Hence, our estimator will produce the correct result on average. Additionally, increasing $$M$$ should give us a more accurate result. For any variable $$X$$ with a finite expected value, the strong law of large numbers states:

\[ \mathbb{P}\left\{\lim_{M\rightarrow\infty} \frac{1}{M}\sum_{i=1}^M X_i = \mathbb{E}[X] \right\} = 1 \]

That is, our estimator indeed almost surely converges to the correct answer as we increase $$M$$.

Escaping the Curse

Second, even if Monte Carlo works, why should we use it over quadrature? To justify the introduction of randomness, we must show that the expected error of our estimator decreases at an accelerated rate.

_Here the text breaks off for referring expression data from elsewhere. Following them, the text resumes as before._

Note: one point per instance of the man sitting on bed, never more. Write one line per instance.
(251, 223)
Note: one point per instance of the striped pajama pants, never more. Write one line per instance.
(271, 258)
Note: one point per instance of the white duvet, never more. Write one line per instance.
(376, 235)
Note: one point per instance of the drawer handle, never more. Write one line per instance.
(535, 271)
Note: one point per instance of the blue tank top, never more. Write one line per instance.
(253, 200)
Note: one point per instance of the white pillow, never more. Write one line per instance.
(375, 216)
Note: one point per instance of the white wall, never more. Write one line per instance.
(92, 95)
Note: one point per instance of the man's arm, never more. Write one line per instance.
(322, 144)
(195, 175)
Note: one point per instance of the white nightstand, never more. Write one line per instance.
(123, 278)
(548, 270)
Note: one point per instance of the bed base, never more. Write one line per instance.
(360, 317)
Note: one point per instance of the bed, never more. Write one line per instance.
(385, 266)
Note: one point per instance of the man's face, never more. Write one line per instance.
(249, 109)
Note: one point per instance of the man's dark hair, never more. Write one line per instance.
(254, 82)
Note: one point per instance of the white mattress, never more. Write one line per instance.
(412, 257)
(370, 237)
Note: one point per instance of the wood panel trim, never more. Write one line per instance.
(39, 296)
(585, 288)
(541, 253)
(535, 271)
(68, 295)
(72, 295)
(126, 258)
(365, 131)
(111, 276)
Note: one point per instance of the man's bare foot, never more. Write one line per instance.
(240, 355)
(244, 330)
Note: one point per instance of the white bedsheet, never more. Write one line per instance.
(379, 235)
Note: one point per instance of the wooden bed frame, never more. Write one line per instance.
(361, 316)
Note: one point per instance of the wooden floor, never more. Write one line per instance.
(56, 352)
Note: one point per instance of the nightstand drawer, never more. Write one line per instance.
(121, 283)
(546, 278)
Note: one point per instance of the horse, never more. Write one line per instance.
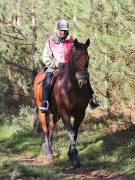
(68, 98)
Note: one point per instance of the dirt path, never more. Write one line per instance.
(81, 173)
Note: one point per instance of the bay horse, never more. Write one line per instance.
(69, 97)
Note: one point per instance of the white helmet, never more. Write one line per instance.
(62, 25)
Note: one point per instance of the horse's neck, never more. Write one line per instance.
(70, 70)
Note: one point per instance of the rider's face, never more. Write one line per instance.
(62, 33)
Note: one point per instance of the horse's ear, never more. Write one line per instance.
(87, 42)
(75, 42)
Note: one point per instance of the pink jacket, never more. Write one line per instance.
(61, 51)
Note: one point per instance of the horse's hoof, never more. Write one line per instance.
(47, 149)
(75, 164)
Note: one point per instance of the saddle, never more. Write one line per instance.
(38, 84)
(42, 75)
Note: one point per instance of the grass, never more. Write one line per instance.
(98, 150)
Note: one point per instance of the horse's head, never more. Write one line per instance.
(80, 60)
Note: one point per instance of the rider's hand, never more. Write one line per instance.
(56, 72)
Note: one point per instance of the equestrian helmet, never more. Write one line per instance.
(62, 25)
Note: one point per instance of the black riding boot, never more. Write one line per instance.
(93, 102)
(46, 86)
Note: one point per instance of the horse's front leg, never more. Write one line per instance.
(47, 131)
(73, 152)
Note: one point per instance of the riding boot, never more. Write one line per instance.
(93, 102)
(46, 86)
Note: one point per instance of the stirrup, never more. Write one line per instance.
(94, 103)
(44, 107)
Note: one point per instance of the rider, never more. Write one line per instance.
(55, 54)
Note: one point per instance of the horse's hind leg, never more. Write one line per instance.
(47, 149)
(77, 121)
(73, 154)
(37, 124)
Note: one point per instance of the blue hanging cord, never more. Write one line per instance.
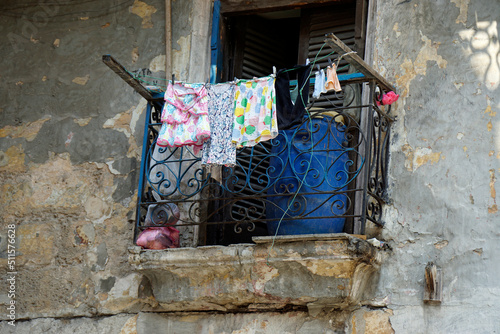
(312, 146)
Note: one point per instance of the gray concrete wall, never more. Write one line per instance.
(70, 144)
(443, 56)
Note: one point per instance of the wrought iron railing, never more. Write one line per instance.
(330, 171)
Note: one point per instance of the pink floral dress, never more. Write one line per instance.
(185, 116)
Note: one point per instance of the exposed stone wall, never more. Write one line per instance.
(70, 145)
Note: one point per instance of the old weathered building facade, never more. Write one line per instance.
(71, 137)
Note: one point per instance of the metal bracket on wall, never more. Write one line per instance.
(128, 78)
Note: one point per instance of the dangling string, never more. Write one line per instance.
(316, 59)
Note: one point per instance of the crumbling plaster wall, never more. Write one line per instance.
(443, 57)
(70, 145)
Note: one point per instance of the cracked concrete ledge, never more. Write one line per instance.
(317, 271)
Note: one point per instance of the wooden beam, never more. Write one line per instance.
(123, 73)
(252, 6)
(352, 58)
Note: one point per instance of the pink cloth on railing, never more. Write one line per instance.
(159, 238)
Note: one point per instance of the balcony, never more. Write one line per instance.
(327, 175)
(285, 227)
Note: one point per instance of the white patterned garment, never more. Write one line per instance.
(219, 149)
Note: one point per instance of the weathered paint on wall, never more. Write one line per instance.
(70, 146)
(70, 139)
(443, 57)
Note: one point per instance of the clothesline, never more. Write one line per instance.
(292, 82)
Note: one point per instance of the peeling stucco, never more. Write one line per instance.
(428, 52)
(144, 11)
(12, 160)
(416, 158)
(463, 5)
(81, 80)
(29, 131)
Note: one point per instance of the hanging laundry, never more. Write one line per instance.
(254, 111)
(219, 148)
(291, 111)
(185, 116)
(319, 83)
(332, 81)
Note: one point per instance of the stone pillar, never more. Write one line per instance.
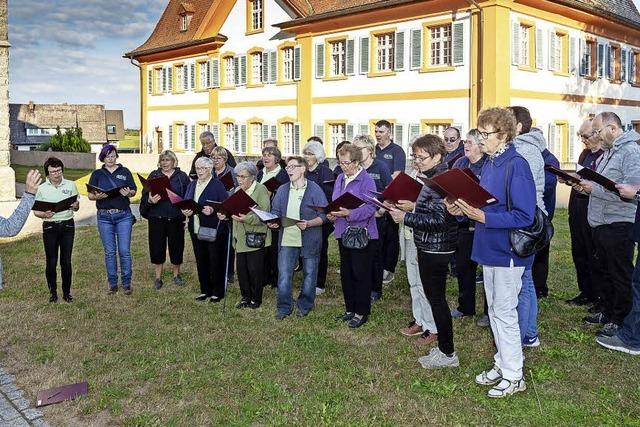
(7, 175)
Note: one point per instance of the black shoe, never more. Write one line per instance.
(345, 317)
(357, 322)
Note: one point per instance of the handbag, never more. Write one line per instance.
(529, 240)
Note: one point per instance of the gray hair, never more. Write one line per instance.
(171, 155)
(246, 166)
(317, 149)
(204, 162)
(207, 135)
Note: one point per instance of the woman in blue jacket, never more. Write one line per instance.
(507, 176)
(211, 256)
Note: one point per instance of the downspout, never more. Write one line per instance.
(137, 64)
(480, 53)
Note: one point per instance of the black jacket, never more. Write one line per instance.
(434, 228)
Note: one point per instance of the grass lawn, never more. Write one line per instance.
(160, 358)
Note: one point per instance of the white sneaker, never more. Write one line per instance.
(490, 377)
(387, 276)
(437, 359)
(506, 388)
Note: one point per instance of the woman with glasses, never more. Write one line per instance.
(211, 256)
(115, 219)
(507, 176)
(248, 231)
(300, 240)
(356, 269)
(166, 222)
(319, 173)
(381, 177)
(58, 228)
(435, 235)
(474, 159)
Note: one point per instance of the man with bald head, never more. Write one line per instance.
(611, 219)
(582, 249)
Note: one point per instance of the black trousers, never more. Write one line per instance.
(163, 233)
(323, 265)
(583, 249)
(614, 254)
(211, 262)
(250, 269)
(355, 274)
(540, 271)
(378, 255)
(391, 245)
(466, 268)
(58, 240)
(433, 273)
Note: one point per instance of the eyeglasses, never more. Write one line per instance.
(485, 135)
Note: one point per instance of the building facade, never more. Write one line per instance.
(254, 69)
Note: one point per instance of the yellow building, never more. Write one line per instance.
(290, 69)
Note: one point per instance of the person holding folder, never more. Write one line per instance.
(58, 228)
(166, 222)
(209, 235)
(508, 177)
(435, 233)
(356, 269)
(301, 240)
(251, 238)
(115, 219)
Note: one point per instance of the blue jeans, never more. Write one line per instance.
(115, 229)
(287, 259)
(527, 307)
(630, 332)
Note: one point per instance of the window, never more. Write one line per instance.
(256, 68)
(255, 16)
(338, 58)
(385, 51)
(440, 45)
(287, 64)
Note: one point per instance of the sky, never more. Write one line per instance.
(71, 51)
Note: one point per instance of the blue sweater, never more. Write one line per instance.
(213, 191)
(313, 196)
(491, 245)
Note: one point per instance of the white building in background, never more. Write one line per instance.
(289, 69)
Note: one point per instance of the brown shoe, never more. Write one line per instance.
(411, 330)
(427, 338)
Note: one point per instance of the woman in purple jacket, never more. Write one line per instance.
(355, 264)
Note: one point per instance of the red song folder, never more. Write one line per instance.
(403, 187)
(188, 204)
(347, 201)
(457, 184)
(157, 185)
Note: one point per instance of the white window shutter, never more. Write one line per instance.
(539, 49)
(297, 58)
(351, 57)
(318, 130)
(319, 61)
(399, 51)
(273, 66)
(457, 45)
(416, 48)
(515, 43)
(364, 55)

One way of quantifying expected error is to compute the standard deviation of our estimator. Given that $$U_i$$ are i.i.d. and $$f(U)$$ has finite variance, we can assume variance is additive:5

\[ \begin{align*} \text{Var}[F_M] &= \text{Var}\left[\frac{A_\Omega}{M}\sum_{i=1}^M f(U_i) \right] \\ &= \sum_{i=1}^M \text{Var}\left[\frac{A_\Omega}{M} f(U_i) \right] \tag{$U_i$ i.i.d.}\\ &= \frac{A_\Omega^2}{M^2} \sum_{i=1}^M \text{Var}\left[f(U_i) \right] \tag{Var$[\alpha X$] = $\alpha^2$Var[$X$]}\\ &= \frac{A_\Omega^2}{M} \text{Var}\left[f(U) \right] \tag{$U_i$ i.i.d.} \end{align*} \]
\[ \begin{align*} \text{Var}[F_M] &= \text{Var}\left[\frac{A_\Omega}{M}\sum_{i=1}^M f(U_i) \right] \\ &= \sum_{i=1}^M \text{Var}\left[\frac{A_\Omega}{M} f(U_i) \right] \\&\tag{$U_i$ i.i.d.}\\ &= \frac{A_\Omega^2}{M^2} \sum_{i=1}^M \text{Var}\left[f(U_i) \right] \\&\tag{Var$[\alpha X$] = $\alpha^2$Var[$X$]}\\ &= \frac{A_\Omega^2}{M} \text{Var}\left[f(U) \right] \\&\tag{$U_i$ i.i.d.} \end{align*} \]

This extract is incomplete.